Thursday, January 28, 2010


BANZAI7 NEWS--WSJ reports,  despite their tough talk about clamping down on pay, banks and securities firms are using other financial perks to ease the toll on employees.

Bank of America Corp. and Citigroup Inc. are doling out shares that employees can sell within months—much sooner than normally allowed. Other giant banks, including Goldman Sachs Group Inc. and Royal Bank of Scotland Group PLC, let certain employees borrow money to relieve personal cash crunches. And some U.K. banks have considered raising base, or cash salaries—funds that won't be subject to the country's new 50% tax on bonuses.

Such moves are a contrast to concessions recently made by large financial firms in hopes of defusing public anger, and political retaliation, over the comeback of sky-high compensation. Many banks and securities firms are paying bonuses with a bigger percentage of stock. Goldman, for example, sharply reined in pay and benefits during the fourth quarter. This week, the firm told partners that 60% of their 2009 bonuses will be in the form of restricted stock.
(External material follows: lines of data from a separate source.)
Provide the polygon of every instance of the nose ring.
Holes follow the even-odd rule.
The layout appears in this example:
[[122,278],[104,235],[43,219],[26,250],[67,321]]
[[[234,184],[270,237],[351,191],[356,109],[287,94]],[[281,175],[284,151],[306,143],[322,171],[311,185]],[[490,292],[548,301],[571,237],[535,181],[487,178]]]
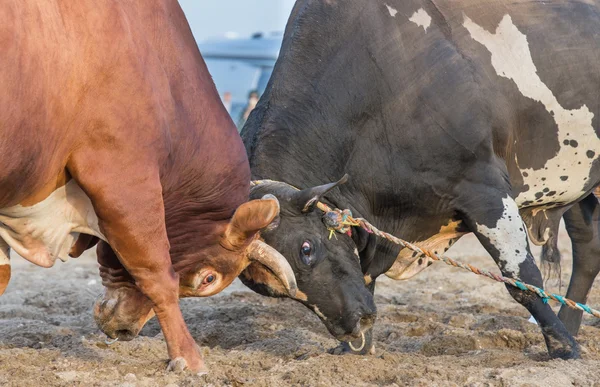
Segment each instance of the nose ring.
[[[110,339],[106,339],[106,340],[104,340],[104,344],[106,344],[106,345],[113,345],[113,344],[114,344],[114,343],[116,343],[117,341],[119,341],[119,338],[118,338],[118,337],[117,337],[116,339],[112,339],[112,340],[110,340]],[[363,344],[363,345],[364,345],[364,344]]]
[[354,352],[360,352],[365,347],[365,333],[361,331],[360,332],[360,337],[361,337],[361,343],[360,343],[360,347],[359,348],[354,348],[354,345],[352,345],[352,342],[351,341],[348,342],[348,346]]

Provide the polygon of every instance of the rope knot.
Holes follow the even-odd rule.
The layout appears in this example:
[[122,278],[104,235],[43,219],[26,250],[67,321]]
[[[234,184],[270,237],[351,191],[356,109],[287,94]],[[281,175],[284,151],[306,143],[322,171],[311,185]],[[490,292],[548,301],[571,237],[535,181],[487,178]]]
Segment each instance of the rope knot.
[[325,227],[327,227],[327,230],[329,230],[329,239],[331,239],[336,232],[352,236],[352,227],[360,226],[360,224],[352,218],[352,211],[348,209],[332,210],[331,208],[328,208],[328,211],[323,215],[323,223],[325,224]]

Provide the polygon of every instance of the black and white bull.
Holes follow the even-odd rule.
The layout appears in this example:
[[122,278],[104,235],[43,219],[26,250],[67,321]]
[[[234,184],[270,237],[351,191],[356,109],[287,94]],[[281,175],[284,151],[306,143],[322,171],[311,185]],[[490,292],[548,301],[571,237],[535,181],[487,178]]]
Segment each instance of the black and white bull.
[[[545,244],[564,215],[574,251],[567,296],[586,300],[600,269],[599,39],[594,1],[296,3],[242,136],[253,178],[281,182],[252,191],[281,202],[262,238],[286,256],[330,330],[349,303],[366,300],[359,277],[373,291],[380,275],[409,278],[430,262],[356,228],[328,239],[322,212],[306,206],[313,197],[438,254],[472,232],[505,276],[537,286],[527,235]],[[348,183],[315,195],[290,186],[345,173]],[[539,297],[508,291],[552,357],[579,356],[580,312],[563,309],[561,321]],[[357,317],[348,318],[357,337]]]

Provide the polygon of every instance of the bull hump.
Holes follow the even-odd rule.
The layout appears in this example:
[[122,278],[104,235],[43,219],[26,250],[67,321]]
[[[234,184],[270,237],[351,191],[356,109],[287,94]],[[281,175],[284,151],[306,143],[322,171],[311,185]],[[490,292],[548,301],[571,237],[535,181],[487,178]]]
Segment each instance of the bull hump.
[[89,197],[71,180],[30,206],[0,209],[0,237],[32,263],[50,267],[66,261],[79,233],[106,240]]

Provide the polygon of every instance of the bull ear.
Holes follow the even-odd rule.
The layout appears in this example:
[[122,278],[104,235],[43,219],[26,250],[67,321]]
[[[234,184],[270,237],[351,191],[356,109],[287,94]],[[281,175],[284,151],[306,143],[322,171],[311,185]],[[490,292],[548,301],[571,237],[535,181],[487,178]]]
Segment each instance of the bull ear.
[[377,249],[377,237],[368,233],[360,226],[352,227],[352,240],[356,244],[356,250],[360,259],[360,267],[363,273],[367,273]]
[[327,192],[331,191],[338,185],[344,184],[348,181],[348,174],[345,174],[340,180],[319,185],[317,187],[303,189],[294,194],[293,202],[297,208],[301,208],[303,213],[311,212],[315,209],[315,205]]
[[279,201],[272,195],[251,200],[238,207],[221,238],[227,250],[244,248],[254,235],[279,215]]

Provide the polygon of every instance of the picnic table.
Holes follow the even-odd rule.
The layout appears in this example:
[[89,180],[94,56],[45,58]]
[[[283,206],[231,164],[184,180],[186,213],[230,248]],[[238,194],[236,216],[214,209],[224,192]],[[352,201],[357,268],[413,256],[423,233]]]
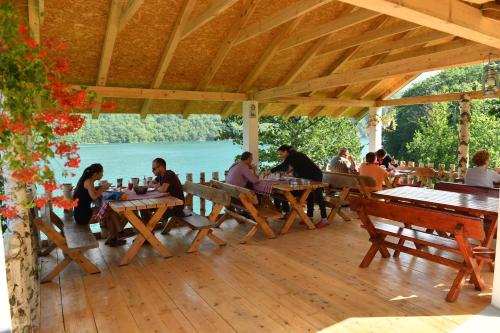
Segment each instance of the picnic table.
[[[183,204],[184,202],[182,200],[158,191],[151,191],[144,195],[130,193],[126,200],[110,201],[109,207],[118,214],[123,214],[139,232],[139,235],[135,238],[134,243],[123,257],[120,265],[128,265],[135,257],[140,247],[144,244],[145,240],[147,240],[163,257],[171,257],[172,254],[160,243],[152,231],[167,209]],[[143,221],[137,215],[139,210],[144,209],[156,209],[156,212],[151,216],[149,221]]]
[[[304,213],[303,207],[307,201],[307,197],[312,191],[317,188],[325,188],[328,186],[328,183],[324,182],[286,177],[281,179],[262,179],[254,185],[254,190],[258,194],[266,197],[273,196],[278,199],[284,198],[290,202],[292,211],[280,230],[280,234],[283,235],[288,232],[297,215],[300,217],[300,221],[304,222],[309,229],[316,228],[311,218]],[[293,194],[294,191],[300,191],[302,193],[300,193],[300,196],[297,198]]]
[[490,221],[482,246],[491,247],[498,224],[498,198],[486,195],[433,190],[421,187],[396,187],[372,193],[373,198],[415,206],[452,211]]
[[391,185],[392,187],[397,187],[399,184],[399,180],[401,177],[408,177],[414,175],[416,172],[414,170],[395,170],[394,173],[389,173],[389,178],[392,178]]

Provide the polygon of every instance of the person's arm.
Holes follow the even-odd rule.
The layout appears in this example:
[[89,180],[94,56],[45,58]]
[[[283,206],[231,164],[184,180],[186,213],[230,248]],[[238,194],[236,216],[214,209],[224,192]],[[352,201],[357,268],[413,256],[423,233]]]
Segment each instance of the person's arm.
[[92,182],[90,179],[87,179],[85,181],[85,183],[83,184],[83,187],[85,187],[87,189],[87,191],[89,192],[90,198],[92,198],[92,200],[97,200],[109,188],[109,184],[103,184],[103,185],[100,185],[98,188],[95,188],[94,182]]
[[289,167],[288,157],[281,163],[271,169],[271,172],[283,171],[287,172]]
[[492,172],[491,173],[491,178],[493,178],[493,183],[500,183],[500,173],[498,173],[498,171],[497,172]]
[[243,177],[245,177],[245,179],[252,184],[255,184],[259,181],[259,177],[257,177],[255,171],[250,168],[243,168]]

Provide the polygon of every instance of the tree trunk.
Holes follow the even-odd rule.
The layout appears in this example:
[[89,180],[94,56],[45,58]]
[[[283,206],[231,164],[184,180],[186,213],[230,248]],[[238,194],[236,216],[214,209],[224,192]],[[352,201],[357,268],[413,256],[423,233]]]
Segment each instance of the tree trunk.
[[5,269],[12,320],[12,332],[35,332],[39,321],[40,286],[34,225],[29,218],[25,187],[10,177],[4,167],[5,194],[9,204],[17,208],[17,216],[9,219],[5,242]]
[[458,133],[458,177],[465,176],[469,166],[469,141],[470,141],[470,97],[462,96],[460,101],[460,129]]

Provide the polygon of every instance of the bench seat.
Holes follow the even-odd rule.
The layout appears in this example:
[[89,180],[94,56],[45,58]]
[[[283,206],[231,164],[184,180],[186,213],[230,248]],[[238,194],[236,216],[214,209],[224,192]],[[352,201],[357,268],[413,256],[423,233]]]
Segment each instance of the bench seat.
[[90,230],[90,225],[77,224],[71,213],[64,213],[62,220],[64,237],[69,249],[87,250],[99,247],[99,242]]

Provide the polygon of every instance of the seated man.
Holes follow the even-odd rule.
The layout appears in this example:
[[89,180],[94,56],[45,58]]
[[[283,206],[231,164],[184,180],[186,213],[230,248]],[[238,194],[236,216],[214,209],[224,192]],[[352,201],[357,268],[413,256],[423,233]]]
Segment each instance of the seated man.
[[252,189],[253,184],[259,181],[259,177],[255,174],[255,167],[252,165],[252,161],[252,153],[246,151],[241,154],[240,160],[229,168],[226,175],[226,183]]
[[386,182],[386,184],[389,183],[389,174],[387,171],[375,164],[375,158],[375,153],[366,154],[366,163],[361,164],[359,167],[360,176],[372,177],[375,180],[376,186],[367,188],[370,192],[380,191],[382,190],[384,182]]
[[347,148],[341,148],[338,156],[332,158],[328,167],[331,172],[358,173],[356,171],[356,162]]
[[[153,160],[152,170],[156,176],[153,182],[153,187],[155,189],[163,193],[168,192],[171,196],[184,201],[184,191],[182,189],[181,181],[175,172],[167,170],[167,163],[163,158],[157,157]],[[183,206],[175,206],[167,210],[163,215],[163,219],[167,220],[174,215],[184,216]],[[151,211],[141,210],[141,216],[145,220],[148,220],[151,216]],[[162,232],[168,232],[168,230],[164,229]]]
[[398,161],[391,157],[391,155],[387,154],[385,149],[381,148],[377,150],[375,155],[377,156],[377,164],[383,165],[387,170],[398,167]]
[[488,169],[490,165],[490,153],[486,150],[477,151],[472,156],[472,163],[476,166],[467,169],[464,177],[464,183],[472,186],[493,187],[495,183],[500,182],[498,171]]

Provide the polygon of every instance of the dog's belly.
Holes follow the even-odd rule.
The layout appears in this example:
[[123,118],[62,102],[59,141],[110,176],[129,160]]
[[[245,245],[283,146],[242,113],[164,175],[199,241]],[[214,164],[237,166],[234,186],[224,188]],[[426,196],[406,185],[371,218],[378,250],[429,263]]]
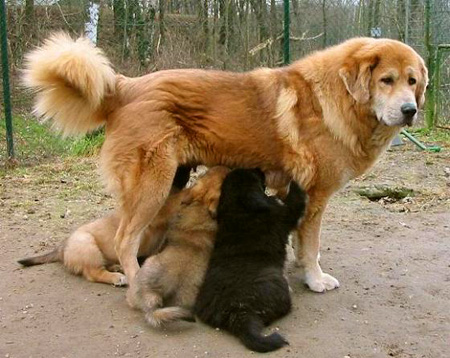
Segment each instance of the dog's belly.
[[[245,133],[245,132],[243,132]],[[177,145],[180,163],[206,166],[225,165],[262,170],[283,169],[283,148],[275,139],[248,136],[227,136],[211,133],[184,136]]]

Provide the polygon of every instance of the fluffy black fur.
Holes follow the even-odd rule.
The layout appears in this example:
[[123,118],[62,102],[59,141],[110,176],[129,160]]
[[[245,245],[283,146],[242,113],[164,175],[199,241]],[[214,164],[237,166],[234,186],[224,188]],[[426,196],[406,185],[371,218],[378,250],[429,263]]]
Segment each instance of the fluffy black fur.
[[236,169],[222,184],[218,232],[195,314],[225,329],[249,349],[270,352],[287,345],[264,326],[291,309],[283,275],[288,235],[303,216],[305,192],[291,183],[284,205],[264,193],[264,174]]

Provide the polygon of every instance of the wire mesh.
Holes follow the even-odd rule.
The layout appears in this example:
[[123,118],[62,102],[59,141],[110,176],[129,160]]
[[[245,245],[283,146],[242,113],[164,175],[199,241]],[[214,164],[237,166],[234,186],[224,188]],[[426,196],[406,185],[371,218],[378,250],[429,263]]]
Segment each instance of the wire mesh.
[[[354,36],[389,37],[433,56],[425,38],[431,3],[431,45],[450,43],[448,0],[292,0],[291,59]],[[93,6],[98,24],[92,28]],[[29,110],[19,86],[24,54],[50,32],[86,30],[116,69],[136,76],[167,68],[244,71],[283,63],[280,0],[8,0],[8,45],[13,106]],[[434,48],[434,47],[433,47]],[[440,90],[450,86],[440,71]],[[441,89],[442,88],[442,89]],[[445,97],[448,97],[448,92]],[[448,112],[449,103],[440,113]]]

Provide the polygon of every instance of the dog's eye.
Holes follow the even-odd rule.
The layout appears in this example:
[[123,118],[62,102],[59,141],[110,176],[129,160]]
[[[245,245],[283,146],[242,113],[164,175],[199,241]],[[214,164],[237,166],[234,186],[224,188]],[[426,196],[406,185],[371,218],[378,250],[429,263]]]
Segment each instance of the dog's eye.
[[412,85],[415,85],[416,84],[416,79],[415,78],[410,78],[409,80],[408,80],[408,83],[412,86]]
[[383,82],[386,85],[391,85],[394,83],[394,79],[392,77],[384,77],[381,79],[381,82]]

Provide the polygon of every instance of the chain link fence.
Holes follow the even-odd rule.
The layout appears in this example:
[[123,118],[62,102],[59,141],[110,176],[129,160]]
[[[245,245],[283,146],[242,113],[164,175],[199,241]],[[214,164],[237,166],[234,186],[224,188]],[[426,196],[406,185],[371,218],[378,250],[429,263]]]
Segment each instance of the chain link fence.
[[[389,37],[413,46],[439,73],[439,123],[450,119],[448,0],[292,0],[291,59],[354,36]],[[283,59],[280,0],[7,0],[14,111],[29,110],[20,89],[24,54],[50,32],[88,32],[116,69],[129,76],[167,68],[244,71]],[[446,52],[445,54],[448,54]]]

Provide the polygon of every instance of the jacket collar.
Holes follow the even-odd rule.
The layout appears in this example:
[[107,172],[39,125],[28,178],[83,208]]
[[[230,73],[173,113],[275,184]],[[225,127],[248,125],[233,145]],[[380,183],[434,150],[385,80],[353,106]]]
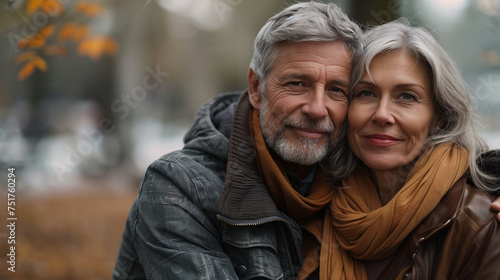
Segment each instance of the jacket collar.
[[[466,178],[460,178],[455,185],[446,193],[441,202],[422,221],[411,235],[410,246],[417,247],[434,233],[447,227],[451,221],[457,218],[460,210],[459,204],[464,196]],[[415,248],[411,248],[412,250]]]
[[245,92],[234,110],[224,190],[217,211],[225,218],[249,221],[278,217],[280,213],[257,170],[249,138],[252,106]]

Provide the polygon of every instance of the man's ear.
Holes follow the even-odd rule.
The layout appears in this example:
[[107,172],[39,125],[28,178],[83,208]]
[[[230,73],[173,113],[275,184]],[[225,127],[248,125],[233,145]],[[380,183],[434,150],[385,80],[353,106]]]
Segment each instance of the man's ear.
[[260,109],[262,104],[262,92],[260,90],[261,79],[253,72],[248,70],[248,99],[254,109]]

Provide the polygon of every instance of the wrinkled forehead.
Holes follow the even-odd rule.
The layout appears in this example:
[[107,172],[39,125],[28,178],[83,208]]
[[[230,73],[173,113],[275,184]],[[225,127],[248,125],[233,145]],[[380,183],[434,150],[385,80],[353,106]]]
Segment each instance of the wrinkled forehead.
[[330,63],[332,65],[349,65],[350,67],[353,61],[353,54],[340,40],[305,42],[283,41],[278,43],[273,50],[267,74],[269,74],[269,72],[279,63],[287,61],[309,62],[318,60],[319,58],[325,63]]

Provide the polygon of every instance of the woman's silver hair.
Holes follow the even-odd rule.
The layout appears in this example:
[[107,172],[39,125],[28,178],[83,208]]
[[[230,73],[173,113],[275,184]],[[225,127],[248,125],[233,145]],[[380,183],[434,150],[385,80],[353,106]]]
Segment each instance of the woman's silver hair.
[[[349,102],[358,81],[365,72],[369,74],[375,56],[399,49],[415,55],[429,68],[434,106],[439,116],[439,127],[428,136],[424,147],[429,149],[445,142],[464,147],[469,151],[469,172],[474,184],[484,191],[494,191],[491,182],[498,178],[483,173],[478,167],[477,159],[488,150],[488,146],[477,134],[480,125],[471,106],[468,87],[455,62],[434,37],[421,27],[411,27],[403,18],[373,27],[365,33],[363,44],[363,54],[352,66]],[[343,133],[340,137],[346,138],[346,131]],[[337,174],[344,178],[354,170],[357,160],[350,152],[347,159],[341,160],[343,162],[332,158],[332,166],[346,166],[345,173]]]
[[[335,4],[297,3],[271,17],[257,34],[250,68],[265,83],[281,42],[343,42],[356,56],[362,50],[361,29]],[[335,55],[335,54],[332,54]]]

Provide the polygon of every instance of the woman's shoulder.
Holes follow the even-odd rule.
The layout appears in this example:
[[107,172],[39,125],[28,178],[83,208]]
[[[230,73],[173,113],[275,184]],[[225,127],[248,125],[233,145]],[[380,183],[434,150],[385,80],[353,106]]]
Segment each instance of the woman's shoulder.
[[466,183],[450,191],[458,204],[447,223],[435,279],[499,279],[500,223],[490,210],[493,197]]
[[495,197],[473,185],[464,184],[461,203],[457,213],[461,219],[477,227],[484,228],[489,223],[496,223],[497,213],[490,209]]

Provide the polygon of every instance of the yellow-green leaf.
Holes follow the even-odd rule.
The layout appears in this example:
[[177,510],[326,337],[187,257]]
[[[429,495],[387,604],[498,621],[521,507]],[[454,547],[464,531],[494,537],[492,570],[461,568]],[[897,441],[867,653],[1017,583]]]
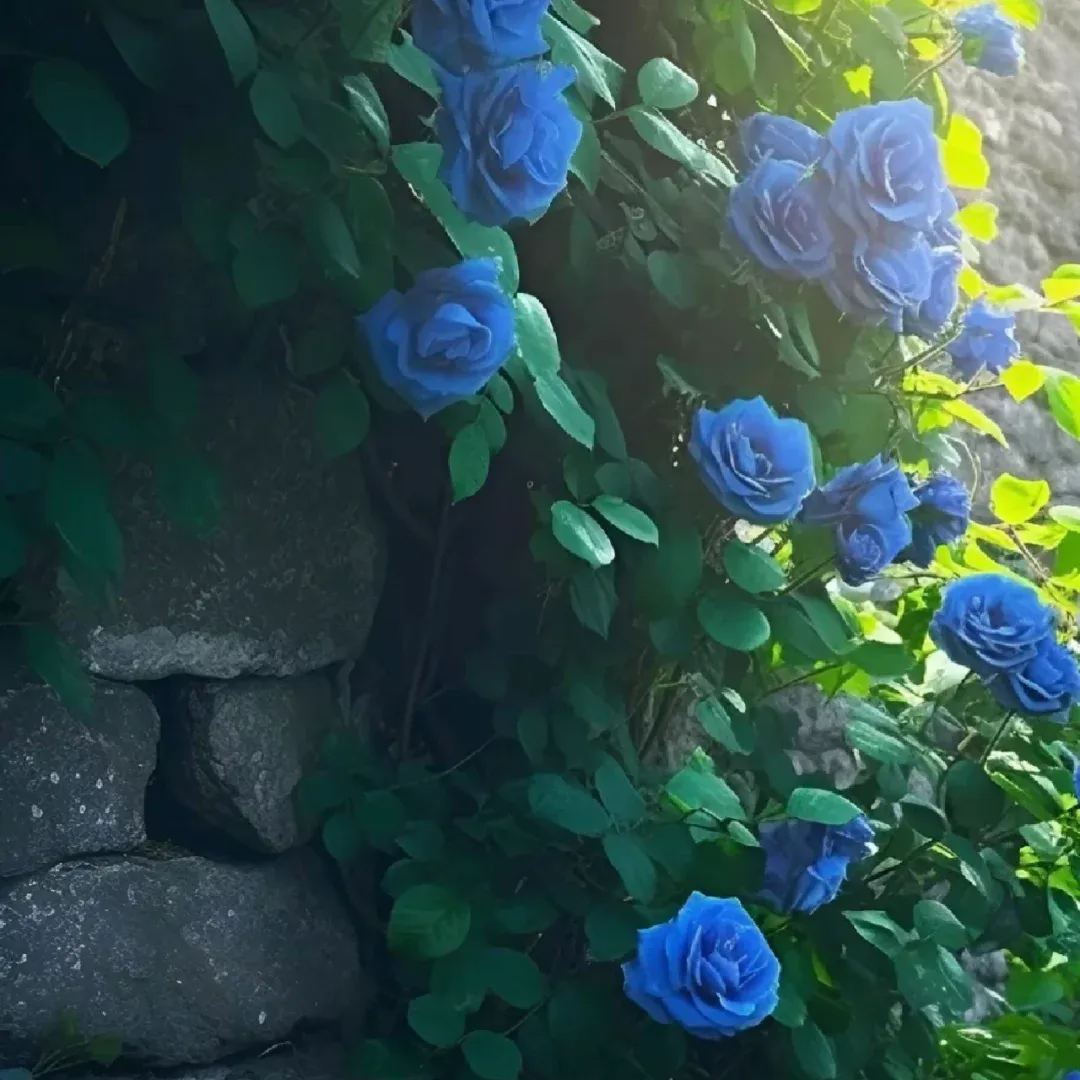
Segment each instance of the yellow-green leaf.
[[984,435],[989,435],[994,442],[1000,443],[1002,446],[1009,445],[1001,426],[996,421],[991,420],[986,413],[976,409],[970,402],[964,401],[963,398],[957,398],[955,401],[943,401],[941,407],[950,416],[962,420],[969,427],[981,431]]
[[1048,278],[1043,278],[1043,295],[1048,304],[1061,304],[1080,296],[1080,265],[1065,263]]
[[982,152],[982,132],[960,113],[954,113],[942,146],[945,175],[953,187],[984,188],[990,164]]
[[998,7],[1002,15],[1007,15],[1028,30],[1034,30],[1042,19],[1039,0],[998,0]]
[[1002,473],[990,489],[990,509],[1008,525],[1030,521],[1050,501],[1050,485],[1045,480],[1023,480]]
[[960,228],[975,240],[989,244],[998,234],[998,208],[993,203],[968,203],[957,215]]
[[1030,360],[1017,360],[1001,373],[1001,382],[1014,401],[1024,401],[1046,382],[1046,375],[1038,364]]

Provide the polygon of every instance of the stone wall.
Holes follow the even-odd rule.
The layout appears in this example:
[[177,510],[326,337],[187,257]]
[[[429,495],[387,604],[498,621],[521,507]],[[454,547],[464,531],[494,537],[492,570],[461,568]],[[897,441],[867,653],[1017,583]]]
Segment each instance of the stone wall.
[[[989,198],[1000,209],[1000,234],[984,248],[981,270],[997,284],[1039,288],[1061,263],[1080,262],[1080,4],[1044,0],[1046,16],[1025,34],[1027,63],[1014,78],[999,78],[954,60],[945,70],[953,105],[982,129],[990,161]],[[1064,318],[1022,314],[1019,338],[1036,363],[1080,374],[1080,343]],[[1060,501],[1080,499],[1080,442],[1061,431],[1032,402],[1017,404],[1004,391],[980,394],[1011,446],[980,437],[980,494],[1001,472],[1050,481]]]
[[222,526],[183,533],[125,468],[115,605],[60,596],[90,714],[0,670],[0,1070],[32,1066],[66,1014],[120,1037],[121,1069],[341,1080],[341,1026],[362,1022],[346,885],[293,788],[365,721],[339,676],[371,628],[383,531],[358,457],[319,452],[309,395],[230,376],[204,393]]

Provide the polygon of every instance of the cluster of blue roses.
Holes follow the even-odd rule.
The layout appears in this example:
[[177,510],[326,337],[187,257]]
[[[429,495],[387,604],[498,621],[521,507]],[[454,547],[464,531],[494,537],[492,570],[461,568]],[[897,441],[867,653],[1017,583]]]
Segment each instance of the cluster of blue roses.
[[[762,825],[760,899],[780,912],[816,911],[836,897],[849,865],[873,853],[873,839],[862,814],[846,825]],[[639,932],[623,975],[627,997],[654,1020],[722,1039],[776,1008],[780,962],[738,900],[695,892],[673,919]]]
[[967,530],[971,499],[947,473],[916,482],[880,456],[816,487],[809,428],[763,398],[699,409],[689,450],[705,486],[730,513],[758,525],[799,520],[833,531],[837,567],[858,585],[898,559],[929,566]]
[[541,63],[550,0],[418,0],[417,46],[435,61],[442,107],[440,175],[458,208],[482,225],[535,219],[566,187],[581,121],[563,91],[568,67]]
[[[566,187],[581,122],[551,67],[540,23],[550,0],[417,0],[417,46],[435,62],[440,175],[483,225],[535,219]],[[469,259],[391,289],[359,320],[383,381],[427,418],[480,391],[514,347],[514,308],[491,259]]]
[[1053,610],[1023,582],[1003,574],[953,582],[930,636],[1010,712],[1064,722],[1080,699],[1076,657],[1057,640]]
[[978,4],[953,20],[963,40],[964,59],[993,75],[1015,75],[1024,62],[1020,27],[997,4]]
[[825,135],[757,113],[741,140],[750,171],[728,222],[762,266],[820,282],[861,323],[924,338],[945,326],[963,260],[928,105],[849,109]]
Some of Citigroup's stock awards are almost as liquid as cash.

The new pay culture is squeezing bankers with hefty mortgage payments and private-school tuition bills—and has prompted some companies to find ways to assist cash-squeezed employees.
"I know it sounds ridiculous to Main Street, but it's a real hardship," says Gary Goldsteal, who runs, a financial-services job-search firm in New York. "So firms are trying to help out any way they can."

Cheap loans are the most popular form of financial aid for traders and investment bankers. Gustavo Dolefino, a senior managing director at recruiting firm Secretive Solutions, says sweatheart loans "are happening all over" Wall Street. They include a type of bridge loan made to tide over employees whose fixed ponziesque operating expenses outstrip available cash resources.

Such loans aren't new, experts say, but they are becoming more common. Unlike normal borrowers, bankers and traders sometimes can get below-market rates on non-recourse loans or face lighter collateral requirements, industry officials say.

A rise in favorable employee loans could fuel new resentment over the pay culture at financial companies. Many banks remain tight about lending cheap Federal money to ordinary consumers and small businesses. Loan balances at U.S. banks shrank by 2.8% in last year's third quarter, the largest decline in at least 25 years, according to the Federal Deposit Insurance Corp.

WB7: Readers of this Blog should not be surprised.